A ship is sailing north from a point A towards point D. Point C is 175 km north of A. Point D is 60 km north of C. There is an island at E. The bearing of E from A is 055°. The bearing of E from C is 134°. This is shown in the following diagram.

M17/5/MATME/SP2/ENG/TZ2/09

Find the bearing of A from E.

[2]
a.

Finds CE.

[5]
b.

Find DE.

[3]
c.

When the ship reaches D, it changes direction and travels directly to the island at 50 km per hour. At the same time as the ship changes direction, a boat starts travelling to the island from a point B. This point B lies on (AC), between A and C, and is the closest point to the island. The ship and the boat arrive at the island at the same time. Find the speed of the boat.

[5]
d.

Markscheme

valid method     (M1)

eg\(\,\,\,\,\,\)\(180 + 55,{\text{ }}360 - 90 - 35\)

235° (accept S55W, W35S)     A1     N2

[2 marks]

a.

valid approach to find \({\rm{A\hat EC}}\) (may be seen in (a))     (M1)

eg\(\,\,\,\,\,\)\({\rm{A\hat EC}} = 180 - 55 - {\rm{A\hat CE}},{\text{ }}134 = {\text{E}} + 55\)

correct working to find \({\rm{A\hat EC}}\) (may be seen in (a))     (A1)

eg\(\,\,\,\,\,\)\(180 - 55 - 46,{\text{ }}134 - 55\), \({\rm{A\hat EC}} = 79^\circ \)

evidence of choosing sine rule (seen anywhere)     (M1)

eg\(\,\,\,\,\,\)\(\frac{a}{{\sin A}} = \frac{b}{{\sin B}}\)

correct substitution into sine rule     (A1)

eg\(\,\,\,\,\,\)\(\frac{{{\text{CE}}}}{{\sin 55^\circ }} = \frac{{175}}{{\sin {\rm{A\hat EC}}}}\)

146.034

\({\text{CE}} = 146{\text{ (km)}}\)     A1     N2

[5 marks]

b.

evidence of choosing cosine rule     (M1)

eg\(\,\,\,\,\,\)\({\text{D}}{{\text{E}}^2} = {\text{D}}{{\text{C}}^2} + {\text{C}}{{\text{E}}^2} - 2 \times {\text{DC}} \times {\text{CE}} \times \cos \theta \)

correct substitution into right-hand side     (A1)

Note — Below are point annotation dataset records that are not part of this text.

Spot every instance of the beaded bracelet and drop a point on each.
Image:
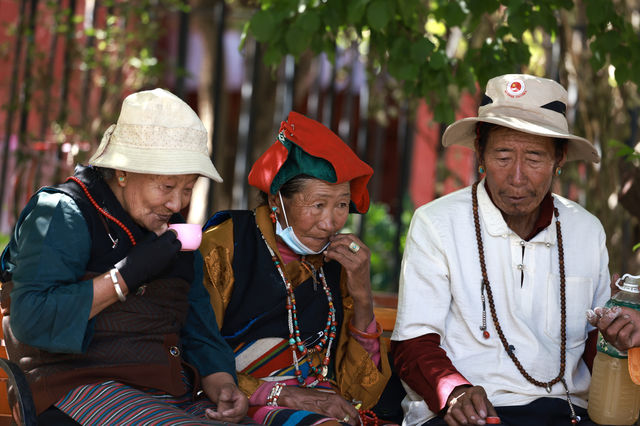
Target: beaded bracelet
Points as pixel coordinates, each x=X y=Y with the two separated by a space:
x=272 y=399
x=116 y=285
x=362 y=334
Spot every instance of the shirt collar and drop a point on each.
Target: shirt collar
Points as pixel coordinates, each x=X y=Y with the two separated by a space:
x=495 y=223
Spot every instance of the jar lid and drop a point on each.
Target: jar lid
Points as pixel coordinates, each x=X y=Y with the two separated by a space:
x=629 y=283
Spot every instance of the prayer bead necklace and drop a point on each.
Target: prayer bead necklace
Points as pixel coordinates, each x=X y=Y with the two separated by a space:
x=103 y=211
x=486 y=286
x=295 y=342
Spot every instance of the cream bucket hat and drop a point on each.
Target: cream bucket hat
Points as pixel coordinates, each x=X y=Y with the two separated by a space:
x=156 y=133
x=525 y=103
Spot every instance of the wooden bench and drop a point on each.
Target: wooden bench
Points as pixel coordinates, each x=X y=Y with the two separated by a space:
x=23 y=412
x=385 y=315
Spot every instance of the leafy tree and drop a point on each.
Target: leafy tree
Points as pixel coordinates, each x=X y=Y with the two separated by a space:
x=435 y=48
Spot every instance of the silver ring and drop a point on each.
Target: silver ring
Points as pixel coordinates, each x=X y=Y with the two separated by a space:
x=354 y=247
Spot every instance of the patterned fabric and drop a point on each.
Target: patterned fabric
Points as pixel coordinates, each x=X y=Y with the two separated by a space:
x=356 y=376
x=270 y=360
x=114 y=403
x=278 y=416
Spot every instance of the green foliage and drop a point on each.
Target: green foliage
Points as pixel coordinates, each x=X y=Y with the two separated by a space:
x=400 y=42
x=624 y=150
x=379 y=235
x=614 y=40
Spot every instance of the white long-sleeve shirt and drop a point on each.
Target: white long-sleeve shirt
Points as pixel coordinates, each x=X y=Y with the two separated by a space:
x=440 y=287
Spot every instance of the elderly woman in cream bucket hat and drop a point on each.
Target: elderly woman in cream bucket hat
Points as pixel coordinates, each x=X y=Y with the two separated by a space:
x=496 y=277
x=103 y=311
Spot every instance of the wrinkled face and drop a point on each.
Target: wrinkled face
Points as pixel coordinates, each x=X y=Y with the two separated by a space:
x=318 y=211
x=151 y=199
x=520 y=168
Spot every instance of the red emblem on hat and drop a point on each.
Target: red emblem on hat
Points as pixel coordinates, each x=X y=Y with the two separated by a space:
x=516 y=88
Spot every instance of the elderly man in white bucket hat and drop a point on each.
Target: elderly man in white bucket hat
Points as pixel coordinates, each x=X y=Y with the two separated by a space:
x=496 y=277
x=108 y=316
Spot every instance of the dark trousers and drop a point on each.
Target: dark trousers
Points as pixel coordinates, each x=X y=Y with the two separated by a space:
x=541 y=412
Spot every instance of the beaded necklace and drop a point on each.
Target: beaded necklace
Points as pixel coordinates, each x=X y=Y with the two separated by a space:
x=295 y=343
x=101 y=210
x=486 y=286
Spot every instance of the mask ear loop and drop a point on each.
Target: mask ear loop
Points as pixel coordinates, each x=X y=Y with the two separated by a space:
x=283 y=210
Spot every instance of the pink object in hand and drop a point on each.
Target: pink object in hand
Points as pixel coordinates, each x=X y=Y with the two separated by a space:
x=189 y=234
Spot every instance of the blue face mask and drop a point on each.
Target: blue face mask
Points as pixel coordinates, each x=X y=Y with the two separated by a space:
x=291 y=239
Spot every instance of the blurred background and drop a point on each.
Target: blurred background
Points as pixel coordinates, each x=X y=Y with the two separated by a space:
x=388 y=76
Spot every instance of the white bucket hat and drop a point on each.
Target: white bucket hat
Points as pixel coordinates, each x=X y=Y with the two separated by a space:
x=525 y=103
x=156 y=133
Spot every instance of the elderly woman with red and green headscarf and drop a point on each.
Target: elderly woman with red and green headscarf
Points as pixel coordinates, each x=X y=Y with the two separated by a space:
x=291 y=294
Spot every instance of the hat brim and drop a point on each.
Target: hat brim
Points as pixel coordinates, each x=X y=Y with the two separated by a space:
x=138 y=160
x=463 y=132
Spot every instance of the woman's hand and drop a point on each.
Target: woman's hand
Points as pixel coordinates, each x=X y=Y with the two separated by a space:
x=355 y=258
x=468 y=405
x=327 y=403
x=148 y=258
x=619 y=325
x=221 y=389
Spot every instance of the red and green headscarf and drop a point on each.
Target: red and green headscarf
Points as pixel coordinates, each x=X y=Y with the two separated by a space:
x=305 y=146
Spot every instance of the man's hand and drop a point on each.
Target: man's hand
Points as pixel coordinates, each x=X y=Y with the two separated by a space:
x=619 y=325
x=221 y=389
x=323 y=402
x=468 y=406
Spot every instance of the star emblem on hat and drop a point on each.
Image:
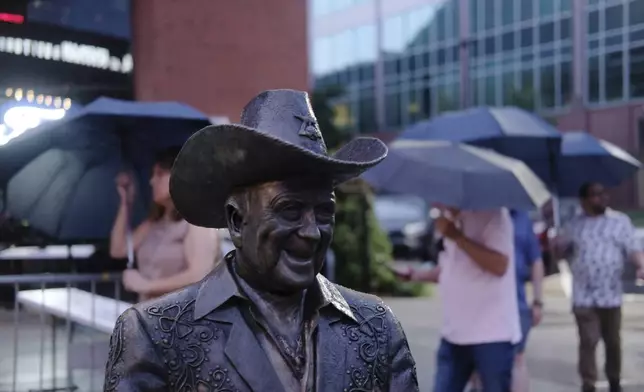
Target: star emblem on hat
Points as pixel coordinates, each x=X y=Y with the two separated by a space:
x=309 y=128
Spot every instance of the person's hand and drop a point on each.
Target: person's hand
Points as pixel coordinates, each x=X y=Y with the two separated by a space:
x=640 y=273
x=447 y=228
x=537 y=315
x=403 y=273
x=125 y=187
x=135 y=282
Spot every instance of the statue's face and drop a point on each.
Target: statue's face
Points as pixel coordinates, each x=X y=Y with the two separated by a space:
x=282 y=231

eg\(\,\,\,\,\,\)\({60^2} + {146.034^2} - 2 \times 60 \times 146.034\cos 134\)

192.612

\({\text{DE}} = 193{\text{ (km)}}\)     A1     N2

[3 marks]

c.

valid approach for locating B     (M1)

eg\(\,\,\,\,\,\)BE is perpendicular to ship’s path, angle \({\text{B}} = 90\)

correct working for BE     (A1)

eg\(\,\,\,\,\,\)\(\sin 46^\circ  = \frac{{{\text{BE}}}}{{146.034}},{\text{ BE}} = 146.034\sin 46^\circ ,{\text{ }}105.048\)

valid approach for expressing time     (M1)

eg\(\,\,\,\,\,\)\(t = \frac{d}{s},{\text{ }}t = \frac{d}{r},{\text{ }}t = \frac{{192.612}}{{50}}\)

correct working equating time     (A1)

eg\(\,\,\,\,\,\)\(\frac{{146.034\sin 46^\circ }}{r} = \frac{{192.612}}{{50}},{\text{ }}\frac{s}{{105.048}} = \frac{{50}}{{192.612}}\)

27.2694

27.3 (km per hour)     A1     N3

[5 marks]

d.

Examiners report

[N/A]
a.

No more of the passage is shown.